Yıl 2008 veya 2009’du.
“Kar. Ankara. Şehir. Sıcak çikolata. Işıklar. Sigara. Oda. Jazz. Belki yaz. Yazı. Buhar. Buğu. Sis. Işıklar. Uzak. 1997. 2006. Tuhaf. Güzel. Unut.. Hiç..”
“Cunda Adası… Çıplak ayaklar. Kum. Deniz. Rakı. Roka. Balık. Ayvalık. Festival. Papalina. Şarkı. Yaz.. Rüzgar. Ferah… Koku. Çimen lekesi.. Su gibi. Su…”
“Ankara. Yağmur. Gök gürültüsü. Yazı. Yaz. Yaz havası. Toprak ve hanımeli kokusu. Karışık. Miles Davis. Dondurma. Çıplak ayaklar. Çilek. Sigara. Jazz.”
Mail başlıkları da tek kelimelik olurdu. Gündelik hayatta sürekli kullandığımız kelimeler, o kullandığında bir anda şiirlere dönüşüverirdi. Bir sürü duygu uyandırırdı okuyanda.
Okuduğum ilk yazısından iki cümle, daha o yıldan beri beynimin kıvrımlarında geziniyor. Ne zaman, hayatta nereye gideceğimi bilemesem, kendimi kaybetmiş hissetsem, ortaya çıkarlar: “Belirli bir yolum yok, ama ayaklarım var. Günahlarıma hayranım.”
Bu cümleler gelince aklıma hep içimdeki umutsuzluk kırıntıları da kaybolur, maceraperstliğe kapılırım. O, “Beni okumadan önce omzundan bir kere öp. Belki şaşkın olur sonrası.” diye başlar. Ama sanırım bu iki cümle yüzünden, ben onu ne zaman okusam ayaklarımı severim.
Aradan geçen yıllarda onunla hiç konuşmadığım uzun zamanlar olsa da, yeryüzünde bir yerlerde -%99 ihtimalle de Ege’de- şarap kadehiyle nefis bir manzaraya bakarak, sıradan kelimeleri sıra dışı biçimde yanyana getirmek üzere olduğunu bilmek dahi bana hep huzur vermiştir.

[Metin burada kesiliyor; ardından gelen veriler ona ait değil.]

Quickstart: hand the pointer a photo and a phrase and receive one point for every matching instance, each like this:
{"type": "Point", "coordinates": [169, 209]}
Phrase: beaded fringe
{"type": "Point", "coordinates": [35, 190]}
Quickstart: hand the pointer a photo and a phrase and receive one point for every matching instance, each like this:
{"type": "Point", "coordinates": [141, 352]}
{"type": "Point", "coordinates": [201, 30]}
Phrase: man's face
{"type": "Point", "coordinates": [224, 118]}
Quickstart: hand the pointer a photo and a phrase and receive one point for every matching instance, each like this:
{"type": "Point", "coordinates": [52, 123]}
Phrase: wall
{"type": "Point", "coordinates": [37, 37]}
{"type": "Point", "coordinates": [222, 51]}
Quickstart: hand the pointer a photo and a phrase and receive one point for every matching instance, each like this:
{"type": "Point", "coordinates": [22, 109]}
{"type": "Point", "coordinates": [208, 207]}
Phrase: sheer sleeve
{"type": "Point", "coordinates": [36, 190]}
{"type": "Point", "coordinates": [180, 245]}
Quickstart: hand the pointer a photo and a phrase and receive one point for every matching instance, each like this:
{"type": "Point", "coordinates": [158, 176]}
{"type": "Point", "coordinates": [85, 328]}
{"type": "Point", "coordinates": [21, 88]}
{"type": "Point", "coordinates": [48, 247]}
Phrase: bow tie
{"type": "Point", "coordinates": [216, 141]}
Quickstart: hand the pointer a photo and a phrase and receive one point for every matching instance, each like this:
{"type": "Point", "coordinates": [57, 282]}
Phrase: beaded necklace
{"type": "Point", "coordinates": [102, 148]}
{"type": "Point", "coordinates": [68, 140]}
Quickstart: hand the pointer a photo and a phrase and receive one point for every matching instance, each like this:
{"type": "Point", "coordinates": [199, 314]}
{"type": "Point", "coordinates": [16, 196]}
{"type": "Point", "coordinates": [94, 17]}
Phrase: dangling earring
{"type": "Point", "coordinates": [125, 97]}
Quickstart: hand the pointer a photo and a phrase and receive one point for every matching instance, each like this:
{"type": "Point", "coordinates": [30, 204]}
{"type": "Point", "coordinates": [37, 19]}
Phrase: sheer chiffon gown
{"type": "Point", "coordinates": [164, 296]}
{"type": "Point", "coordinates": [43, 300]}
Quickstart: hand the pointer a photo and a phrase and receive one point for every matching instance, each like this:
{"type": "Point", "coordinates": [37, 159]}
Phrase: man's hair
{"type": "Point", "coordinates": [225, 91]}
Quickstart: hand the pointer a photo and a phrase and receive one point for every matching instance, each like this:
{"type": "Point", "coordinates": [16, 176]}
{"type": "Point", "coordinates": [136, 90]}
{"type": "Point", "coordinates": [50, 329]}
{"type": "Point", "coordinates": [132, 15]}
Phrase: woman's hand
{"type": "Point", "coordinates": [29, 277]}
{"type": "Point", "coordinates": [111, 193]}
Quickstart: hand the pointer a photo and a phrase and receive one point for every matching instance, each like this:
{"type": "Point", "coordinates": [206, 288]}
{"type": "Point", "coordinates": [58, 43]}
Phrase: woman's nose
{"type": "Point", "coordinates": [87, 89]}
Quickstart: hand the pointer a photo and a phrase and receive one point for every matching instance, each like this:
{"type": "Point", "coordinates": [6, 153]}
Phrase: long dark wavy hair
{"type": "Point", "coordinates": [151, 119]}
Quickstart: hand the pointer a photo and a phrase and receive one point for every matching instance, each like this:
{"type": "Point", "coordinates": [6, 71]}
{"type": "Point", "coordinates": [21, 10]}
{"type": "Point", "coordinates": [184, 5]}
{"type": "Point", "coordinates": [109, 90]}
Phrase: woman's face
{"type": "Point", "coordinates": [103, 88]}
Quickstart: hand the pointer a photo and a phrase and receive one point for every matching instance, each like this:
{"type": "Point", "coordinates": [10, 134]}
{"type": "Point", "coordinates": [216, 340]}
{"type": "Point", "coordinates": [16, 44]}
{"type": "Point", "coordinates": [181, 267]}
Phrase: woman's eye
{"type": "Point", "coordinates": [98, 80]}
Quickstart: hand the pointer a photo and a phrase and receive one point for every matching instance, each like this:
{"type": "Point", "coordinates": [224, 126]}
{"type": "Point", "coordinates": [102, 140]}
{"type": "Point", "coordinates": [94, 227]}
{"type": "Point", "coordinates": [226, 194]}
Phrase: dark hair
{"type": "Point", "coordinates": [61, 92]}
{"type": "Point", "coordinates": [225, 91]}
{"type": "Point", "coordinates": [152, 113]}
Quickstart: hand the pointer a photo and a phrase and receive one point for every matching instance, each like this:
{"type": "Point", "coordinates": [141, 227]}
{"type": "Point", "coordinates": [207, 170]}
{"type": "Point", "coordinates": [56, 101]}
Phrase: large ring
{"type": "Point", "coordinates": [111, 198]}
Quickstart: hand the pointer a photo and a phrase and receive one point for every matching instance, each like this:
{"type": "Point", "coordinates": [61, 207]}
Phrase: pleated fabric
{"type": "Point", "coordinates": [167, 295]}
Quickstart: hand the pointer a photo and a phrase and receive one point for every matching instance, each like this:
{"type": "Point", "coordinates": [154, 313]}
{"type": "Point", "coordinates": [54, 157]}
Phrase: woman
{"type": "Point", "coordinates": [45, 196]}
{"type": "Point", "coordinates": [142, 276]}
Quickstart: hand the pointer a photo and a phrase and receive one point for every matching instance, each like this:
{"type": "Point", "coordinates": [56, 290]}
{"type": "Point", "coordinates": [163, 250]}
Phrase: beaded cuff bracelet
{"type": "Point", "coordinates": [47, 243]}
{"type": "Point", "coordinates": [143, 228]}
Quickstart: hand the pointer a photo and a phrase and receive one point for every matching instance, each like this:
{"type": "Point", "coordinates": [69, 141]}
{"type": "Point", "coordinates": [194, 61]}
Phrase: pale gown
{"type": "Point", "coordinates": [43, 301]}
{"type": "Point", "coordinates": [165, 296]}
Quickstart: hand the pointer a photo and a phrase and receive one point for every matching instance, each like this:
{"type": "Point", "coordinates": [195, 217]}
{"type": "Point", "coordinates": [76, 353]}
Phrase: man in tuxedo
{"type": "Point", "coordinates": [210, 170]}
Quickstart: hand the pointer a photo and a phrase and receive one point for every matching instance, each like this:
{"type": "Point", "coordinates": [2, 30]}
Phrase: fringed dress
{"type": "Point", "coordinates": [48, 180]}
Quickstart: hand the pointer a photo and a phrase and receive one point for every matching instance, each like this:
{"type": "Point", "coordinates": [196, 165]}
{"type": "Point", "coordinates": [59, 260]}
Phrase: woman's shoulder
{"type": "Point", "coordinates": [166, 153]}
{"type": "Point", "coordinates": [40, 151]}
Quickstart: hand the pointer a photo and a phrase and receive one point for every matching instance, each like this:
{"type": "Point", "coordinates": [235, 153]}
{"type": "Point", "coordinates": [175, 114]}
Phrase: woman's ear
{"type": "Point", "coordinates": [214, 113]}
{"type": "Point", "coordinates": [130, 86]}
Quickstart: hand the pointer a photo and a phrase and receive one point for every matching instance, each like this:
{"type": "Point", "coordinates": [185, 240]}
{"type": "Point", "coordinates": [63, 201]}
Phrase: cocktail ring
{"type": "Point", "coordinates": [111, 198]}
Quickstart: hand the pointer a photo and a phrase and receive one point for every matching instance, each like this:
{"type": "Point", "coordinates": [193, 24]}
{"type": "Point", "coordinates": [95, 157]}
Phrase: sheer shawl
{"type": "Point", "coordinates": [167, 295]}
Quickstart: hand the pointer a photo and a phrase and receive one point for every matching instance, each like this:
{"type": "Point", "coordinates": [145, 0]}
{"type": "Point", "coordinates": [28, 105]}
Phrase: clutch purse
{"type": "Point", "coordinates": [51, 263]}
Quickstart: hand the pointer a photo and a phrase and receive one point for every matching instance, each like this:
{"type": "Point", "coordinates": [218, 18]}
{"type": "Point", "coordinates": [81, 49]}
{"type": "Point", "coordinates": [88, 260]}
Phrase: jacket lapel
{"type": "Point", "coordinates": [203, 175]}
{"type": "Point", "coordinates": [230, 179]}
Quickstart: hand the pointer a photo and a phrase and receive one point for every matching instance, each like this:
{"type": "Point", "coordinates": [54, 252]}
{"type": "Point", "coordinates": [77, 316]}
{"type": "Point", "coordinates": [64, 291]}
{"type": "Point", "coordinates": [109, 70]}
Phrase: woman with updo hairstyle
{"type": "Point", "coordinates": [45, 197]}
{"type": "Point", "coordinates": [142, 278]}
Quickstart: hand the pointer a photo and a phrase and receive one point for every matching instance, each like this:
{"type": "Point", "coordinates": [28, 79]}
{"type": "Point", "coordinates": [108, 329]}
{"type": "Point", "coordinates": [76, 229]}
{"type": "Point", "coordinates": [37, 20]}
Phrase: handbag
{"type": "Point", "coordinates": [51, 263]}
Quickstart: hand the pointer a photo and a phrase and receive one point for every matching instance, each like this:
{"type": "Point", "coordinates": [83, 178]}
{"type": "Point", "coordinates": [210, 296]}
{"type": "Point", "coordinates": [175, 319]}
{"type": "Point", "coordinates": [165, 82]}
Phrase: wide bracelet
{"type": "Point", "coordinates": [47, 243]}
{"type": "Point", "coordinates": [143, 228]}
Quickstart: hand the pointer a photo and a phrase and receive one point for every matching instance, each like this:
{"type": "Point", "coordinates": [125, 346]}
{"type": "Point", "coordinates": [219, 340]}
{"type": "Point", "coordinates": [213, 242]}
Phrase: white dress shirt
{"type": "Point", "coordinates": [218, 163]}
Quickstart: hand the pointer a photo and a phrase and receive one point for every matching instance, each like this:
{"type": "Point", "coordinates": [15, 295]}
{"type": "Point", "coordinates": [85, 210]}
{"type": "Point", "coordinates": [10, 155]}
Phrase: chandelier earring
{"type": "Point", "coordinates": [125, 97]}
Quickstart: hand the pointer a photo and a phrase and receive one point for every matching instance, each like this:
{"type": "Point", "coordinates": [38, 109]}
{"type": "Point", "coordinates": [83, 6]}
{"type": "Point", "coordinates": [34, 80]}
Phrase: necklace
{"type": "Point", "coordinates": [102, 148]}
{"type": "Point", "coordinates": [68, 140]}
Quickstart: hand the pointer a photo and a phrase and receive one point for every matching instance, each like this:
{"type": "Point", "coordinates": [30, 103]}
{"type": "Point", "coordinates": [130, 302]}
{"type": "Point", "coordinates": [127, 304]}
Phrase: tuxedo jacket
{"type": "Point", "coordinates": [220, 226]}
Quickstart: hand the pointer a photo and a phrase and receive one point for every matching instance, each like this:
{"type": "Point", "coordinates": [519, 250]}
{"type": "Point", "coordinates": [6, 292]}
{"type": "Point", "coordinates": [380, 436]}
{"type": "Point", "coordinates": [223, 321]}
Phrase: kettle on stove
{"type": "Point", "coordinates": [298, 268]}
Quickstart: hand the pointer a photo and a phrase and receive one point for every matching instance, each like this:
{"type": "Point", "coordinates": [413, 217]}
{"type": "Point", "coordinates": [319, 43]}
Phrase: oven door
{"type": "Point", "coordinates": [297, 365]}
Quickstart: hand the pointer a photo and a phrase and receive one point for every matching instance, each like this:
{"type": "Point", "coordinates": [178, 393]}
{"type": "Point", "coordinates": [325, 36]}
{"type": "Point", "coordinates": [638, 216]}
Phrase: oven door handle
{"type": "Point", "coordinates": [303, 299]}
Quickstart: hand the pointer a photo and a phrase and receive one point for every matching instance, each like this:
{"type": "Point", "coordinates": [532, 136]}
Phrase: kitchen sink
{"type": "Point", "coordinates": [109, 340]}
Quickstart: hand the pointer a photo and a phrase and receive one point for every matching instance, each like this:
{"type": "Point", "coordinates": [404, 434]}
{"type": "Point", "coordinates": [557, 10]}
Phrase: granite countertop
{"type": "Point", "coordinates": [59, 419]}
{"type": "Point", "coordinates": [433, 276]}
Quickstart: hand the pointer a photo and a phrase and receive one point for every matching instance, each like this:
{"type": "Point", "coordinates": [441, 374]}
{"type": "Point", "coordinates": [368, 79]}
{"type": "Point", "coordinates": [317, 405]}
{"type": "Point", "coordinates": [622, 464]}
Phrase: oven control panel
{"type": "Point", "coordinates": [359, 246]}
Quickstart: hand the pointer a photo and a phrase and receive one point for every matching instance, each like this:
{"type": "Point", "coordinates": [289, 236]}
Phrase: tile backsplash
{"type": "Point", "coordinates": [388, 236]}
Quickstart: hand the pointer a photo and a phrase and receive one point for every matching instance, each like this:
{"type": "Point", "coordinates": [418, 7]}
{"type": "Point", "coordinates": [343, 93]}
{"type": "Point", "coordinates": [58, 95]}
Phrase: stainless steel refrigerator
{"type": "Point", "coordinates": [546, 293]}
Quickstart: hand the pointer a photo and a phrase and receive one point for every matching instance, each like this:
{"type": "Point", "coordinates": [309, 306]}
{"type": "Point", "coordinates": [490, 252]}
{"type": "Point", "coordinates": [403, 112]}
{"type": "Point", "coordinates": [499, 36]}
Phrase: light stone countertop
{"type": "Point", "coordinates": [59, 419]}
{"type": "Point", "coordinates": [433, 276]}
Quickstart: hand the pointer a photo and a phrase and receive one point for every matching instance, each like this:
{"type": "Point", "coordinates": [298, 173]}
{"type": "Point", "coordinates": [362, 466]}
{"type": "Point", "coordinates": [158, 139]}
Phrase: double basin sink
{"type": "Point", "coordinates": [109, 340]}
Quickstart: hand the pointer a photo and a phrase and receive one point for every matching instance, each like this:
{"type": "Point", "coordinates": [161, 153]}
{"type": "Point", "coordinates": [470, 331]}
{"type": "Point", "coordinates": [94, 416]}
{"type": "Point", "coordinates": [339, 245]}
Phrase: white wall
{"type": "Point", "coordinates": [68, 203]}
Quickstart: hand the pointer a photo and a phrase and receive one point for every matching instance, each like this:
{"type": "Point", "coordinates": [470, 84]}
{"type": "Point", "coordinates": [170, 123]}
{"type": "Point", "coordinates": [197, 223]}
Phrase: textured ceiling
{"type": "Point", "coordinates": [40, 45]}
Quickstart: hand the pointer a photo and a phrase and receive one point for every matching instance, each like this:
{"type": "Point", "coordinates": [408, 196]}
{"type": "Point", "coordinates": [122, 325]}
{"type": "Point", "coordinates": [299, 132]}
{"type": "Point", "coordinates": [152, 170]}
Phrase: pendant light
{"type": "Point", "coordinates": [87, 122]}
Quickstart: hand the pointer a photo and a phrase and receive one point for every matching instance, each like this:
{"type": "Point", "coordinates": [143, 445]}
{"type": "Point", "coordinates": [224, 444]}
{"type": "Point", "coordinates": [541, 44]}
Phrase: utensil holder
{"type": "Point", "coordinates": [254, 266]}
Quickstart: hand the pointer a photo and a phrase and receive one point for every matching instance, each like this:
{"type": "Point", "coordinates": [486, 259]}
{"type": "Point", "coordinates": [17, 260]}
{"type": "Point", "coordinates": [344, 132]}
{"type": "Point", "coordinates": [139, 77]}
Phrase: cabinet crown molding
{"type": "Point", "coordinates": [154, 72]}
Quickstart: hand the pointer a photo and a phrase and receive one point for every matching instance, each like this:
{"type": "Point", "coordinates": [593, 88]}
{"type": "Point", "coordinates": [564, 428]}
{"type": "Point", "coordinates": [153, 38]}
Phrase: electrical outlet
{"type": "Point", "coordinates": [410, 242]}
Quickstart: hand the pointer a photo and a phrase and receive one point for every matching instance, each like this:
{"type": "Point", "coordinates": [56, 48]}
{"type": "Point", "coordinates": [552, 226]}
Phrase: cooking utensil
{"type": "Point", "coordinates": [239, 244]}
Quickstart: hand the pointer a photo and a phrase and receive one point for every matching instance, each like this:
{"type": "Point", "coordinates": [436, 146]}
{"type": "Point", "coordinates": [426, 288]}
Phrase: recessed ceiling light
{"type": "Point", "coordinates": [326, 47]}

Her şeyin, arkadaşlıkların, dostlukların, paylaşımların ve hatta sevginin büyük bir hızla tüketildiği şu günlerde, asla tükenmeyen bir sevgiye inanmamı sağlayan harika insanlardan biri olmuştur.
Olur ya insanın bazı günleri, kendisini hiç sevmez. Ben böyle günlerimde bazen onun bana yazdığı bir kelimeler dizisi tekrar tekrar okurum “Bir tanesin. İyicil. İyi kalpli. Deli. Güzel. Taş gibi. Mis ruhlu. Şefkatini ta oralardan hissettiren. Rengarenk. Ferah.” Bir nevi mantra haline gelmiştir bu benim için aradan geçen yıllarda. Sesli okudukça, toparlanmamı sağlayan. Gerçekten beni yeniden ferah yapan…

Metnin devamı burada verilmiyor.